Ali Liaquat, Alhatou Mohammed, Adeli Gholam, Elalamy Osama, Zada Yasin, Mohammed Imran, Sharif Muhammad, Noor Illahi Memon, Naeem Muhammad, Iqrar Ambreen
Neurology, Hamad General Hospital, Doha, QAT.
Neurology, Weill Cornell Medicine-Qatar, Doha, QAT.
Cureus. 2022 May 16;14(5):e25047. doi: 10.7759/cureus.25047. eCollection 2022 May.

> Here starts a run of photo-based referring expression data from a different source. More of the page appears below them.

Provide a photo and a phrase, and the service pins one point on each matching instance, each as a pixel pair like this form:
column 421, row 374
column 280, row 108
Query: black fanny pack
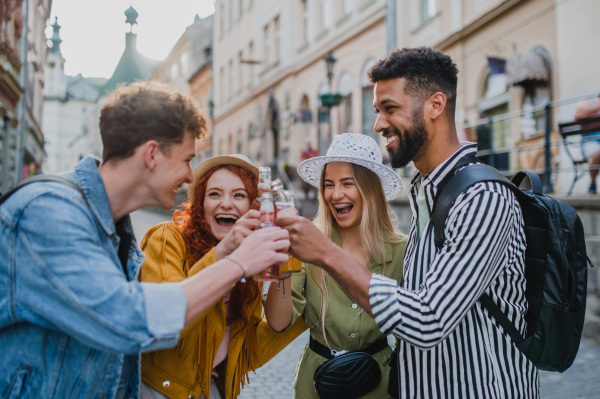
column 347, row 374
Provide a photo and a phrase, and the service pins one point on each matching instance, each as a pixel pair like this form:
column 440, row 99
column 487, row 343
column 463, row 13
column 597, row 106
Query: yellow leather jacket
column 185, row 370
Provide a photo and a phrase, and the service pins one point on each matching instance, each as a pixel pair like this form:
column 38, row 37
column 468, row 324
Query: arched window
column 345, row 107
column 368, row 115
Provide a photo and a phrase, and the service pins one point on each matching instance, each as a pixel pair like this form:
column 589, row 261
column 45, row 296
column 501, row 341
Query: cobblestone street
column 275, row 379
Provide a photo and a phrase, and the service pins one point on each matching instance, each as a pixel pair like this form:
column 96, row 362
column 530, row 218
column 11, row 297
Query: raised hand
column 261, row 249
column 241, row 229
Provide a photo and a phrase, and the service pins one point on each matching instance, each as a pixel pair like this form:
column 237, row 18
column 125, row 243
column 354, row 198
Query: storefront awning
column 523, row 69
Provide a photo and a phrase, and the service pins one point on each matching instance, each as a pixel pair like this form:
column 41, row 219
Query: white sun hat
column 358, row 149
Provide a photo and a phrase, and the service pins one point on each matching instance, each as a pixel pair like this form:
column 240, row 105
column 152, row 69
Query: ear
column 149, row 151
column 436, row 105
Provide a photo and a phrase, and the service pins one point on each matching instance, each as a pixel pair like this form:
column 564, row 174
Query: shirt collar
column 435, row 177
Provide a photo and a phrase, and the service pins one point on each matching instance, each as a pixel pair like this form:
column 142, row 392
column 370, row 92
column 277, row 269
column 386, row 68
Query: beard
column 409, row 143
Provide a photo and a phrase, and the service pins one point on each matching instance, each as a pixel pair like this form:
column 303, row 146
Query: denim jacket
column 72, row 324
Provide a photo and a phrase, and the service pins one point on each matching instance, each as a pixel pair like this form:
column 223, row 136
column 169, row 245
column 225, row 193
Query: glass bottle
column 267, row 219
column 293, row 265
column 264, row 184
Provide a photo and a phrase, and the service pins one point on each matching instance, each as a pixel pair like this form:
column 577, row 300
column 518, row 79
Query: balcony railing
column 536, row 143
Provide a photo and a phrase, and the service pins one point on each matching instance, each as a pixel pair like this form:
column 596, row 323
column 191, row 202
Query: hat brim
column 206, row 165
column 310, row 171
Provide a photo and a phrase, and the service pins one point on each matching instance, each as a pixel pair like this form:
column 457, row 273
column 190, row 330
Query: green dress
column 348, row 326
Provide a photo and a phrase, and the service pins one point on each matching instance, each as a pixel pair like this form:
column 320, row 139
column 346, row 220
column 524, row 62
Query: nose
column 227, row 202
column 381, row 123
column 337, row 192
column 189, row 178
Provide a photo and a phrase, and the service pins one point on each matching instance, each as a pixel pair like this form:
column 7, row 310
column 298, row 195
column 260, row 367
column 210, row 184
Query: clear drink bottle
column 264, row 184
column 285, row 199
column 267, row 219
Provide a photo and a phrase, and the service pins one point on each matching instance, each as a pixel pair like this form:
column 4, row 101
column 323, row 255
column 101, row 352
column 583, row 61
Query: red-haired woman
column 217, row 350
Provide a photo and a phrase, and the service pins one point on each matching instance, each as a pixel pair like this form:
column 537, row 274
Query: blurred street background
column 278, row 79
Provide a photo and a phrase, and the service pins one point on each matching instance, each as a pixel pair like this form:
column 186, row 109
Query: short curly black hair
column 427, row 71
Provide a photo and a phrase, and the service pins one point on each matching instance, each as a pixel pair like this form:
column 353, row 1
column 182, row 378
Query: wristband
column 243, row 279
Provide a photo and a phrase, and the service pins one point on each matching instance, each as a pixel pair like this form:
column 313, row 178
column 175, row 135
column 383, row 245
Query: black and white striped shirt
column 449, row 347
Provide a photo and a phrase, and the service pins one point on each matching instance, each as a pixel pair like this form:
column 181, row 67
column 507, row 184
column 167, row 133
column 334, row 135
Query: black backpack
column 555, row 266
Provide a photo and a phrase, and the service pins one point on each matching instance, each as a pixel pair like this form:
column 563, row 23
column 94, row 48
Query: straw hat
column 209, row 163
column 358, row 149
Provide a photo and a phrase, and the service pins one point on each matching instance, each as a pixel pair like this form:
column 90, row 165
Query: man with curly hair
column 73, row 317
column 448, row 346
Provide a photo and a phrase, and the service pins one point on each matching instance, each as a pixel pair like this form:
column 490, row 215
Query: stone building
column 22, row 61
column 69, row 111
column 514, row 57
column 270, row 71
column 187, row 68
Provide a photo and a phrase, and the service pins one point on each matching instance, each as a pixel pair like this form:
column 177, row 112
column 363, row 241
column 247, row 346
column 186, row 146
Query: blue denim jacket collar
column 88, row 178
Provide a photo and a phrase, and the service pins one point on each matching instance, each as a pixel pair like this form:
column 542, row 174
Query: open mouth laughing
column 343, row 209
column 225, row 219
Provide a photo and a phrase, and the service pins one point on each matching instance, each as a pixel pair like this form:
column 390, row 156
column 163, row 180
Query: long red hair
column 198, row 239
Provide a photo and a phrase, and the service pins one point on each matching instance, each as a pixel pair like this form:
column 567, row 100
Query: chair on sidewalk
column 569, row 131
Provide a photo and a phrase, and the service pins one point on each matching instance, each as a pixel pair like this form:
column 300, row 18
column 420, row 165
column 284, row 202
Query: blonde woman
column 217, row 351
column 354, row 187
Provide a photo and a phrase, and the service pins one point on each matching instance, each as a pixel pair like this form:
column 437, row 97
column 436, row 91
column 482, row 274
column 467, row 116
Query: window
column 277, row 39
column 428, row 9
column 251, row 65
column 326, row 14
column 267, row 42
column 230, row 86
column 346, row 7
column 240, row 66
column 303, row 22
column 368, row 113
column 184, row 64
column 345, row 89
column 221, row 20
column 222, row 83
column 240, row 142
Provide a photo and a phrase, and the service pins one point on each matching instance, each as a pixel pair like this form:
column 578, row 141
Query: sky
column 93, row 31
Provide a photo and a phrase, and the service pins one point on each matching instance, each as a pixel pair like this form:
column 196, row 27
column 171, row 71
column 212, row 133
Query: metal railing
column 538, row 145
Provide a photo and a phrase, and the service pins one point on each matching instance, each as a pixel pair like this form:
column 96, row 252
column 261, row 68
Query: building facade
column 188, row 69
column 69, row 108
column 270, row 72
column 514, row 58
column 22, row 62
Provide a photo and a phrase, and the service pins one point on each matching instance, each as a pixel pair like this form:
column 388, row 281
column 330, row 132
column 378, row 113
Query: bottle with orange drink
column 264, row 184
column 285, row 199
column 267, row 219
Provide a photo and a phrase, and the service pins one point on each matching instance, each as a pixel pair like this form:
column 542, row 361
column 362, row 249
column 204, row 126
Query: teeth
column 223, row 216
column 342, row 206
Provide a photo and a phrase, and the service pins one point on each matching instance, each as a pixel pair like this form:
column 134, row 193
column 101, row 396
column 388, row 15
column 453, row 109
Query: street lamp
column 330, row 99
column 329, row 61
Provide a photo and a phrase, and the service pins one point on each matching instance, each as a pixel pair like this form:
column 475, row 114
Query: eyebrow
column 342, row 179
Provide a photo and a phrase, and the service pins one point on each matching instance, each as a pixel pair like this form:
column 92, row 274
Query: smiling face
column 173, row 170
column 400, row 121
column 225, row 201
column 341, row 194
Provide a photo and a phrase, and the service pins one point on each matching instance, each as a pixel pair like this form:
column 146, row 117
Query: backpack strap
column 46, row 178
column 455, row 185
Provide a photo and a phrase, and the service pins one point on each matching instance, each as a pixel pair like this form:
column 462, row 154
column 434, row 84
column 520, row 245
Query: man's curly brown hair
column 427, row 71
column 143, row 111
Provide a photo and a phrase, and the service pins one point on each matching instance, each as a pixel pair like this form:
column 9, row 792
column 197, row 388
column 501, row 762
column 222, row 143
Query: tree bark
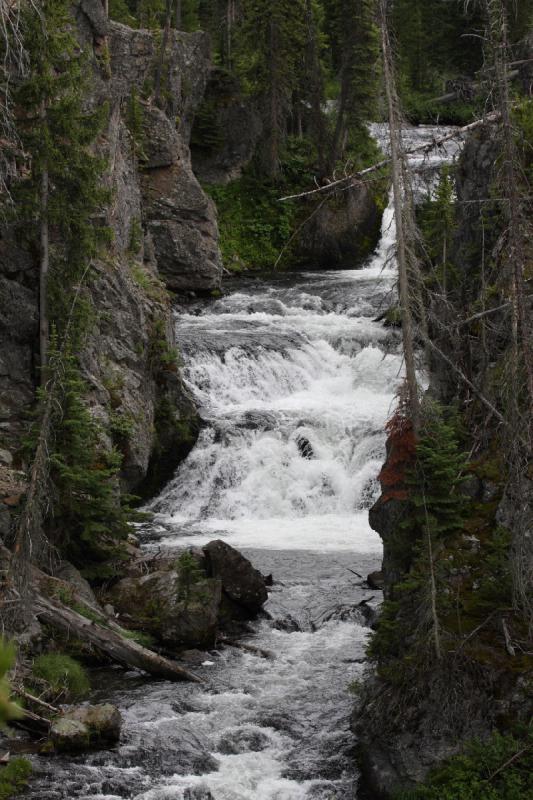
column 178, row 14
column 356, row 177
column 273, row 143
column 161, row 60
column 121, row 650
column 44, row 265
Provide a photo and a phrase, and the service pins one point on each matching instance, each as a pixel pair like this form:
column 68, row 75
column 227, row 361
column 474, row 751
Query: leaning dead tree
column 515, row 249
column 13, row 64
column 399, row 187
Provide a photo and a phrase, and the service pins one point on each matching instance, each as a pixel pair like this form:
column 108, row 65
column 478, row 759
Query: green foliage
column 144, row 639
column 14, row 777
column 135, row 123
column 65, row 676
column 162, row 355
column 57, row 130
column 8, row 709
column 435, row 481
column 121, row 424
column 437, row 221
column 87, row 521
column 500, row 768
column 434, row 508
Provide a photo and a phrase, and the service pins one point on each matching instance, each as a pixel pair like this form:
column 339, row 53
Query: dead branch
column 495, row 116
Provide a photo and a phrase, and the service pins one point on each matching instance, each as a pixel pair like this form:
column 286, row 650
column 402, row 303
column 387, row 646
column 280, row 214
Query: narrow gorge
column 265, row 400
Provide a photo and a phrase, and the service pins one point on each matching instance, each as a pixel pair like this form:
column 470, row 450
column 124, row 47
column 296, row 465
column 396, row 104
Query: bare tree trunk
column 161, row 61
column 178, row 14
column 398, row 192
column 118, row 648
column 356, row 177
column 516, row 256
column 316, row 89
column 274, row 110
column 520, row 435
column 44, row 267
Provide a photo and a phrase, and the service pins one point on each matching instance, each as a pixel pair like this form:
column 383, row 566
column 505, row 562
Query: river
column 295, row 380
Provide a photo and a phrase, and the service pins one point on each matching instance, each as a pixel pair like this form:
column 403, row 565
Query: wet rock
column 376, row 580
column 157, row 214
column 67, row 572
column 305, row 447
column 177, row 614
column 341, row 233
column 243, row 740
column 196, row 657
column 69, row 735
column 197, row 793
column 86, row 727
column 241, row 582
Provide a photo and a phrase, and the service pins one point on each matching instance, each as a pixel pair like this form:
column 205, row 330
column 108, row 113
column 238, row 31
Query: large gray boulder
column 342, row 232
column 241, row 582
column 178, row 613
column 84, row 727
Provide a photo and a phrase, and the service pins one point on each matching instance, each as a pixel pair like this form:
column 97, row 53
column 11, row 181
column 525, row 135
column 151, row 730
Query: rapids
column 295, row 378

Background The etiology of facial nerve palsy is diverse and includes herpes zoster virus, Guillain-Barre syndrome (GBS), otitis media, Lyme disease, sarcoidosis, human immunodeficiency virus, etc. The lower motor neuron type facial nerve palsy is usually caused by an ipsilateral facial nerve lesion; however, it may be caused by a central lesion of the facial nerve nucleus and tract in the pons. Facial diplegia is an extremely rare condition that occurs in approximately 0.3% to 2.0% of all facial palsies. Electrodiagnostic studies including direct facial nerve conduction, facial electromyography (EMG), and blink reflex studies are useful for the prognosis and lesion localization in facial nerve palsy. Methodology This retrospective, observational study was conducted at the Neurophysiology Unit, Hamad General Hospital, Doha, Qatar. This study included 11 patients with bilateral facial weakness who visited for electrodiagnostic studies in the neurophysiology laboratory. Results In total, eight (72.7%) patients had facial diplegia, eight (72.7%) had hypo/areflexia, seven (63.6%) had facial numbness, and five (45.5%) had cerebrospinal fluid albuminocytological dissociation. The most frequent cause of facial diplegia in this study was GBS (81.9%). Direct facial nerve conduction stimulation showed that nine (81.8%) patients had bilateral facial nerve low compound muscle action potential amplitudes. The bilateral blink reflex study showed that eight (88.8%) patients had absent bilateral evoked responses. Finally, the EMG study showed that five (55.5%) patients had active denervation in bilateral sample facial muscles. Conclusions Bilateral facial nerve palsy is an extremely rare condition with a varied etiology. Electrodiagnostic studies are useful in detecting the underlying pathophysiologic processes, prognosis, and central or peripheral lesion localization in patients with facial diplegia.
面神经麻痹的病因多种多样,包括带状疱疹病毒、格林-巴利综合征(GBS)、中耳炎、莱姆病、结节病、人类免疫缺陷病毒等。下运动神经元型面神经麻痹通常由同侧面神经病变引起;然而,也可能由脑桥面神经核和神经束的中枢病变引起。双侧性面瘫是一种极其罕见的病症,在所有面瘫病例中发生率约为0.3%至2.0%。包括直接面神经传导、面部肌电图(EMG)和瞬目反射研究在内的电诊断研究,对面神经麻痹的预后和病变定位很有用。
这项回顾性观察研究在卡塔尔多哈哈马德总医院神经生理学科进行。本研究纳入了11例双侧面部无力并到神经生理学实验室进行电诊断检查的患者。
总共有8例(72.7%)患者出现双侧性面瘫,8例(72.7%)出现反射减退/消失,7例(63.6%)有面部麻木,5例(45.5%)有脑脊液蛋白细胞分离。本研究中双侧性面瘫最常见的病因是GBS(81.9%)。直接面神经传导刺激显示,9例(81.8%)患者双侧面神经复合肌肉动作电位波幅降低。双侧瞬目反射研究显示,8例(88.8%)患者双侧诱发电位消失。最后,肌电图研究显示,5例(55.5%)患者双侧面部样本肌肉有失神经活动。
双侧性面神经麻痹是一种极其罕见的病症,病因多样。电诊断研究有助于检测双侧性面瘫患者潜在的病理生理过程、预后以及中枢或周围病变的定位。